While Microsoft and Google threw their respective hats into the ring, their services were just not as good as AWS, and the market had already followed AWS as the first mover. But over time Microsoft began to catch-up. The new executive guard Satya replaced the old ways of Balmerism, and the benefits of this transition were a boon for Microsoft and Azure. And until recently if anyone asked for advice on the best cloud platform my default response was AWS, but Azure and Google are close behind. However, as Heraclitus once said "Everything flows. You cannot step in the same river twice (ie. the only constant in life is change)."
I remember the old days of AWS and it was glorious. I used to write code all day and night that would consistently and dynamically spin up complex AWS services consumed by applications and services for fortune 500 companies and large public sector entities. For a while it was easy, fast, cheap, and fun to deploy to AWS. So when my team and I set out to create new code to deploy SaaS infrastructure for a new AI security venture we are working on, our fond memories of deploying to AWS back in the day guided the decision to start with AWS.
The initial code only took 4 hours to bang out and get the entire SaaS infrastructure orchestrated with Terraform in pipelines. Amazing, right! We could spin up the entire environment in less than 10 minutes with everything accessible on the internet. We thought, man AWS is just like we remembered. And then, we deployed the application onto the infrastructure and we quickly realized AWS is not going to work. In fact, AWS has declined dramatically. I am not going to go into all of the issues encountered as that would end up as a book! Below are some of the many many issues:
The portal is bad. I have tried to be as objective as possible about this, but the reality is the portal is bad.
Refresh widgets are everywhere and they stink. Depending on the service you are using, the refresh polling rates seem to be different and inaccurate... a lot!
Lack of consistency in destroy operations across services. Sometimes you type destroy, or the name of the service and delete, or delete and a check box, and the list goes on. I found maybe 6-8 different variations.
Build and destroy is no longer consistent. There were at least a dozen instances where a service component was deployed and the destroy failed to clean-up. In addition, when logged into the portal with a top level account admin, I did not have permissions to destroy. In fact, I had to generate an IAM role, attach it to my user, wait 5 minutes, and then was allowed to destroy. I promise you it was not a user error, and not a code issue. :)
Service redeployments sporadically failed the entire stack no matter what was updated. This was the most infuriating. I cannot stand inconsistency in deployments and destroy operations.

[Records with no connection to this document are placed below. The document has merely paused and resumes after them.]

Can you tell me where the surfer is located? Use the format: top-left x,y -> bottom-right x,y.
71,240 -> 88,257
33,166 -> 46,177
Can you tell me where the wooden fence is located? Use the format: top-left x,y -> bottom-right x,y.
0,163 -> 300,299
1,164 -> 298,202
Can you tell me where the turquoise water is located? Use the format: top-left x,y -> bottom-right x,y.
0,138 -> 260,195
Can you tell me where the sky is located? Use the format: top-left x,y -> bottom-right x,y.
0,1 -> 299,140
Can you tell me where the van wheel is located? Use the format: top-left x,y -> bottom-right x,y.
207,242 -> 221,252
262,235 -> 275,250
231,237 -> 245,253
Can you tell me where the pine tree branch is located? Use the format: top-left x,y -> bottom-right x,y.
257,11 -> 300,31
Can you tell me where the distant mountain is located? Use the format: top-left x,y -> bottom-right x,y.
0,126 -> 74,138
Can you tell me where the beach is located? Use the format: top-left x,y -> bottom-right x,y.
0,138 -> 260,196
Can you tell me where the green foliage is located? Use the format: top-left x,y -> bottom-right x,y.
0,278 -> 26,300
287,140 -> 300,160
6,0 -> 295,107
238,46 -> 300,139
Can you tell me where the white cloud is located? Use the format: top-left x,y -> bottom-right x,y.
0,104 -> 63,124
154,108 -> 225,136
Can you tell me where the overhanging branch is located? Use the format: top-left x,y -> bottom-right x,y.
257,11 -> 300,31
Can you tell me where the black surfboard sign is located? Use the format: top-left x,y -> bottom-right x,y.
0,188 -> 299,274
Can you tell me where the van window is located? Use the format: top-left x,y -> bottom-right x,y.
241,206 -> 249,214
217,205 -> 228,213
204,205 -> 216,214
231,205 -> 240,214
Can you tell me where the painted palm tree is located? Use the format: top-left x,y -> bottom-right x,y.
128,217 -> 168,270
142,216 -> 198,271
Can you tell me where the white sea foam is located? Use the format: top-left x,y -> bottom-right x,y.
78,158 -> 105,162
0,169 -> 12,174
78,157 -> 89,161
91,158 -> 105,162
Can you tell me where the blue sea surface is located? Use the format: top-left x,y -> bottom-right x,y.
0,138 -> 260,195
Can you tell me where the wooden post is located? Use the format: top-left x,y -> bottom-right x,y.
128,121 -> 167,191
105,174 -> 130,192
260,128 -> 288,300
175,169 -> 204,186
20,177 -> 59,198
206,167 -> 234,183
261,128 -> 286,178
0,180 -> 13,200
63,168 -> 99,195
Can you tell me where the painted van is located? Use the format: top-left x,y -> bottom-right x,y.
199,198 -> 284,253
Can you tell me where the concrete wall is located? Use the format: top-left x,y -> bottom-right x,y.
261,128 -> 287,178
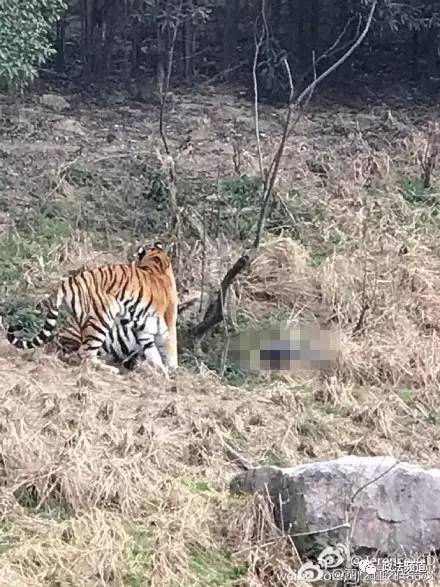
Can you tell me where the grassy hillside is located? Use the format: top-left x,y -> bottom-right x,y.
0,88 -> 439,585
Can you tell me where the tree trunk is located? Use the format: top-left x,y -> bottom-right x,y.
183,0 -> 194,83
156,0 -> 166,92
81,0 -> 95,79
223,0 -> 239,70
131,0 -> 144,76
55,18 -> 65,73
102,0 -> 120,79
310,0 -> 320,51
412,28 -> 419,78
271,0 -> 282,35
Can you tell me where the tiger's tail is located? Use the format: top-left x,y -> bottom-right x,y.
7,290 -> 63,350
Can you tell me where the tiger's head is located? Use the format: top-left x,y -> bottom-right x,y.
136,241 -> 163,261
137,241 -> 171,274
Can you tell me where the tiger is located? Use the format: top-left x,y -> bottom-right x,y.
6,242 -> 178,375
56,306 -> 157,371
53,245 -> 161,371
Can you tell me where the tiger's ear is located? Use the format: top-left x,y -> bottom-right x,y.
153,241 -> 163,250
137,246 -> 146,260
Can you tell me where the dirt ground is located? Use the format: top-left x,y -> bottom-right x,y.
0,85 -> 439,585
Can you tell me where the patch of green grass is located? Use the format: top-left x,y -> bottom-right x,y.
36,503 -> 70,522
124,528 -> 152,587
399,388 -> 415,406
62,159 -> 172,239
189,480 -> 211,493
0,214 -> 73,334
259,450 -> 287,467
309,236 -> 342,267
219,175 -> 262,207
190,549 -> 247,587
13,482 -> 71,521
182,479 -> 212,494
218,175 -> 263,241
65,162 -> 102,188
214,174 -> 288,241
321,403 -> 348,417
0,214 -> 71,282
398,172 -> 439,210
427,412 -> 440,426
221,363 -> 272,390
224,429 -> 248,451
222,364 -> 248,386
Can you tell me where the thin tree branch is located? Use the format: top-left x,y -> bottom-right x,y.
178,297 -> 198,315
190,254 -> 250,338
254,0 -> 377,248
294,0 -> 377,111
158,4 -> 182,158
252,5 -> 266,181
296,15 -> 360,92
190,0 -> 378,340
156,1 -> 185,279
253,56 -> 294,249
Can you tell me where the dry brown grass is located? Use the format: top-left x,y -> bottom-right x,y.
2,88 -> 440,585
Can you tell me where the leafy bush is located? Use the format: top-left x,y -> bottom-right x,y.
0,214 -> 72,335
0,0 -> 66,90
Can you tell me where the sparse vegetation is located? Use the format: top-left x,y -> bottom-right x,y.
190,550 -> 247,586
0,214 -> 72,335
2,77 -> 440,587
0,0 -> 66,89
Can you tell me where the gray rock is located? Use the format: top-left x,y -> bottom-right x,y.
40,94 -> 70,112
53,118 -> 86,136
230,455 -> 440,558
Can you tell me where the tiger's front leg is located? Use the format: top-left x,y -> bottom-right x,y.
78,342 -> 121,376
134,314 -> 170,379
162,305 -> 178,370
145,314 -> 176,373
79,302 -> 121,375
142,344 -> 170,380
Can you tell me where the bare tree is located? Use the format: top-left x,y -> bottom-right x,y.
156,1 -> 184,281
191,0 -> 378,340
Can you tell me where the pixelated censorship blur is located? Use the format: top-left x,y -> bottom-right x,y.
228,323 -> 340,374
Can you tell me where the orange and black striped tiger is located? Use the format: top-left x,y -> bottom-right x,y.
53,245 -> 159,370
6,242 -> 178,373
55,300 -> 157,371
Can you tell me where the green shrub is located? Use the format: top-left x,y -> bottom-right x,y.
0,0 -> 66,90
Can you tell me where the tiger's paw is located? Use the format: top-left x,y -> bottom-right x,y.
92,359 -> 121,376
80,352 -> 121,376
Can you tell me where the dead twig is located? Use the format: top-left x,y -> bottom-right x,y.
420,121 -> 440,188
191,254 -> 250,338
252,1 -> 267,181
253,56 -> 294,249
157,2 -> 184,279
214,426 -> 253,471
255,0 -> 377,247
292,0 -> 377,114
177,298 -> 198,315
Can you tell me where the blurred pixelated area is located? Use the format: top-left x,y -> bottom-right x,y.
228,323 -> 340,374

Region selector for services is actually a nightmare. I have definitely logged into AWS and have been immediately terrified that all services are gone, only to realize the region randomly changed from my default. This does happen, and it is not user error. I never changed regions a single time during the deployment, and I found that when logging into the system again in a few hours the region sporadically switched. It does not happen often, but it happens enough to be concerning.
Container services need some love. We ran into so many issues, it is actually too frustrating to type out.
And many, many, many more issues!
What is an engineer to do?! Well, the choice was simple. Move cloud providers. So we spent a few hours and redesigned the entire infrastructure on Azure with Terraform. And I have to say, wow! Just wow! We ran into 0 issues like AWS. Services spin up and down without issues, refresh rates in the portal are nice, the interface on the portal provides more functionality and usability than comparable AWS services, no permissions issues, dynamic and functional Azure service to service authentication and communication, and more. This was legitimately surprising to me because I have been deploying Azure services since before it was AzureRM, and it was really bad. So it was astounding to see the improvements made to the entire Azure cloud from when it was almost unusable to today where it is measurably better than AWS.
Everything Flows:
In the end we decided to go all in with Azure. We can now deploy and destroy multiple SaaS environments in Azure without issue, make updates to running infrastructure without having to worry about outages like AWS, and everything is deployed with Azure DevOps pipelines running Terraform and Terragrunt. To paraphrase Heraclitus change is constant and if you do not recognize this fundamental truth, you will get left behind.